I've been looking into Apéry's irrationality proof of $\zeta (3)$, and one of the first questions I instantly had, was how did he derive the following continued fraction? $$\begin{equation*} \zeta (3)=\dfrac{6}{5+\overset{\infty }{\underset{n=1}{\mathbb{K}}}\dfrac{-n^{6}}{34n^{3}+51n^{2}+27n+5}}\end{equation*}$$
Furthermore, is it possible to get a similar continued fraction for $\zeta(5)$, $\zeta(7)$ or $G$?
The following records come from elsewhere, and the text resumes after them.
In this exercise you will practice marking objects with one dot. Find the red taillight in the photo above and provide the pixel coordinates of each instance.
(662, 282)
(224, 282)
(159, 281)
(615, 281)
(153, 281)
A rapidly converging central binomial series was recently found for Catalan's constant:
$$G = \frac{1}{2} \sum_{n=0}^{\infty} (-1)^n \frac{(3n+2) 8^n}{(2n+1)^3 \binom{2n}{n}^3}$$ Ifwhich is in similar spirit to $$\zeta(3)=\frac{5}{2}\sum_{n=1}^{\infty}\frac{(-1)^{n-1}}{n^3 \binom{2n}{n}}$$ which Apéry utilised. If I understand correctly, this gives us the first stage of an analogue of Apéry's proof for $G$. The next stage in his proof is to use a fast recursion formula that approaches $\zeta(3)$: $$n^3 u_n + (n-1)^3 u_{n-2} = (34n^3 - 51n^2 + 27n - 5) u_{n-1},\, n \geq 2$$ A similar recursive formula that approaches $G$ was found: $$(2n+1)^2 (2n+2)^2 p(n) u_{n+1}-q(n)u_n = (2n-1)^2 (2n)^2 p(n+1) u_{n-1}$$ where $$p(n) = 20n^2 - 8n + 1$$ $$q(n) = 3520n^6 + 5632n^5 +2064n^4-384n^3-156n^2+16n+7$$ Now as Zudilin mentions in his paper, 'the analogy is far from proving the desired irrationality of $G$', but why exactly is this recursive formula not good enough to prove the irrationality of $G$?
A major part of Apéry's proof is to define the double sequence: $$c_{n,k} := \sum_{m=1}^{n} \frac{1}{m^3} + \sum_{m=1}^{k} \frac{(-1)^{m-1}}{2m^3 \binom{n}{m} \binom{n+m}{m}}$$
Where does this come from, and how could one create a similar sequence instead that follows from the above binomial series for $G$?